US Pharm. 2023;48(9):40-42.

ABSTRACT: Pharmacists are the most accessible healthcare providers in the country, and more patients are seeking clinical services implemented by pharmacists. Communication between providers and patients has always been an area for improvement in practice. With the introduction of new models of care, such as trauma-informed care, healthcare providers can improve their patient relationships and recommendations. New evidence shows that habitual or outdated health communication, such as fear-based and scare-tactic messages, negative or connotative communication, and dismissive language, is no longer effective with today’s changing patient populations. Best practices now turn to thoughtful alternatives to trigger words using empowering and positive language.

With over 48% of Americans taking at least one prescription medication and almost one in four people taking three or more medications monthly, pharmacists are the most-encountered healthcare providers in the country.1 Evidence shows that pharmacists nationwide discuss medications and health conditions with over 140 interactions daily and over 141 million phone calls annually.2,3 However, communication continues to be a primary area for improvement across all healthcare professions.4

A growing trend in healthcare communication and education is trauma-informed care.5 Trauma results from “an event, series of events, or set of circumstances that is experienced by an individual as physically or emotionally harmful or life-threatening and that has lasting adverse effects on the individual’s functioning and mental, physical, social, emotional, or spiritual well-being.”6 Mental health agencies often describe three types of trauma: acute, chronic, and complex trauma.7 Chronic trauma is repeated, prolonged exposure to an emotionally harmful or life-threatening event, and complex trauma is exposure to varied and multiple traumatic events.8  

Trauma is often thought of as specific events, but anything that causes a heightened sense of fear, feeling of being overwhelmed, isolation, and helplessness can result in trauma.9 Certain words, phrases, tone of voice, inflections, or body language can prompt or trigger these feelings.10 A trigger affects one’s emotional state, often causing distress or altering actions, and trigger words elicit an emotional reaction or lead patients to feel a certain way.11 The challenge for providers is that trigger words are personal to each individual and may not be as overt or evident as one might think.12 Therefore, best practices are replacing fear-based and scare-tactic, negative or connotative, and dismissive language with positive and empowering alternatives.

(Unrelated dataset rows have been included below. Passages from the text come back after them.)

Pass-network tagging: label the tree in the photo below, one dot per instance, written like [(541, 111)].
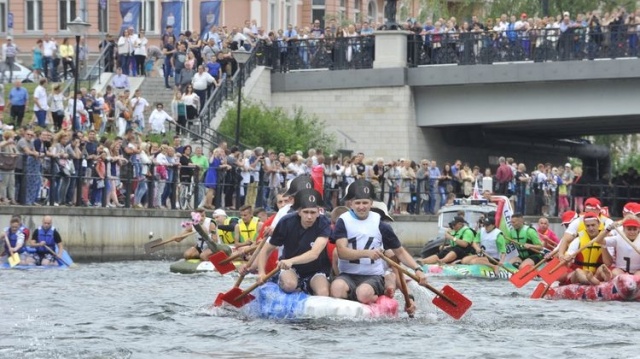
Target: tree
[(276, 129)]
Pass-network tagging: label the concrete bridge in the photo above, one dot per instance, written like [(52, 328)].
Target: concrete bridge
[(530, 111)]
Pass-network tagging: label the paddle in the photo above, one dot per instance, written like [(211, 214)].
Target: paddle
[(556, 268), (223, 263), (449, 300), (525, 274), (493, 260), (405, 292), (238, 298), (56, 255), (14, 258), (254, 256)]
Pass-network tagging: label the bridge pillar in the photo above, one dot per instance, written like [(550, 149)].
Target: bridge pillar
[(391, 49)]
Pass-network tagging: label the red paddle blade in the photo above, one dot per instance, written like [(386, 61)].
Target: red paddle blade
[(540, 289), (457, 307), (553, 271), (218, 257), (523, 276), (219, 300)]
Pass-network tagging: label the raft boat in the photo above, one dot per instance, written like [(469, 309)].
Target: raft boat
[(65, 257), (191, 266), (624, 287), (271, 302), (467, 270)]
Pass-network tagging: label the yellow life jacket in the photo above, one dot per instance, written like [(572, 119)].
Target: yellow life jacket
[(226, 236), (248, 232), (590, 258)]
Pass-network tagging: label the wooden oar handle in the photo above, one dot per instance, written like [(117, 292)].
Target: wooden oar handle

Fear-Based and Scare-Tactic Messages

Fear-based language and scare tactics have traditionally focused on moralistic, exaggerative, and abstract messages that intentionally cause visceral reactions and vivid imaginings of the consequences.13,14 These messages can be found in many areas of healthcare, such as smoking or substance use disorder, including such  messages as “smoking causes lung cancer,” “alcohol causes congenital disabilities,” and “opiates can cause overdose death.”15 Evidence in adults is mixed; however, in adolescents and young adults, the research shows that fear-based and scare tactics are not always an effective motivation.15,16 Additionally, if a patient is triggered or becomes defensive by wording, phrasing, or imagery, the situation or behavior may worsen or not improve.16

Negative and Connotative Language

In healthcare, negative wording, phrasing, and connotative language are often not overt and may be linked to habit, implicit/explicit bias, personal background, and culture.17 Regardless of the origin or straightforwardness of negative language, evidence shows that it can perpetuate prejudice and trauma without regard to the provider’s true intent (see TABLE 1).18 A simple question such as “Are you male or female?” can be interpreted in several ways depending on the question’s tone, inflection, and placement. Negative language can be found when discussing or documenting weight, mental health conditions, substance use, socioeconomic situations, housing, and ability.19 Connotative language is used to express or have a connection to emotion and is often found in slang or colloquial terminology.20 Connotative language that is indirect and does not utilize plain language can be perceived as or purposefully linked to triggering judgment, stigma, or bias.21

Dismissive Language

Another commonly found trend in healthcare communication is dismissive language. Dismissive language, also called medical gaslighting, makes patients feel as if their concerns are not warranting attention, are being minimized, or are ignored altogether.22 Phrases such as “it could be worse,” “relax,” “don’t worry,” “I’m sorry,” or “I understand” could have the intention of trying to make the person feel better; however, they are perceived by patients as placating and even patronizing.23 Dismissive language leads to the patient not seeking preventative treatment, not following up with concerns, not following recommendations, not asking questions, and experiencing decreased overall confidence.24

Empowering and Positive Language

Although fear-based, scare-tactic, negative, and connotative language may be used with good intentions or intended to persuade patients benevolently, these language choices can ultimately trigger patients and evoke trauma responses.25 Best healthcare practices now encourage thoughtful alternatives to trigger words using empowering and positive language (see TABLE 2).26


Thoughtful communication in healthcare is about allowing patients autonomy in their care, expanding representation, avoiding assumptions, and ultimately improving patient health outcomes through positive provider interactions. Using positive and empowering words not only improves patient satisfaction and reduces healthcare costs; most importantly, it also bolsters the physical and mental health of patients.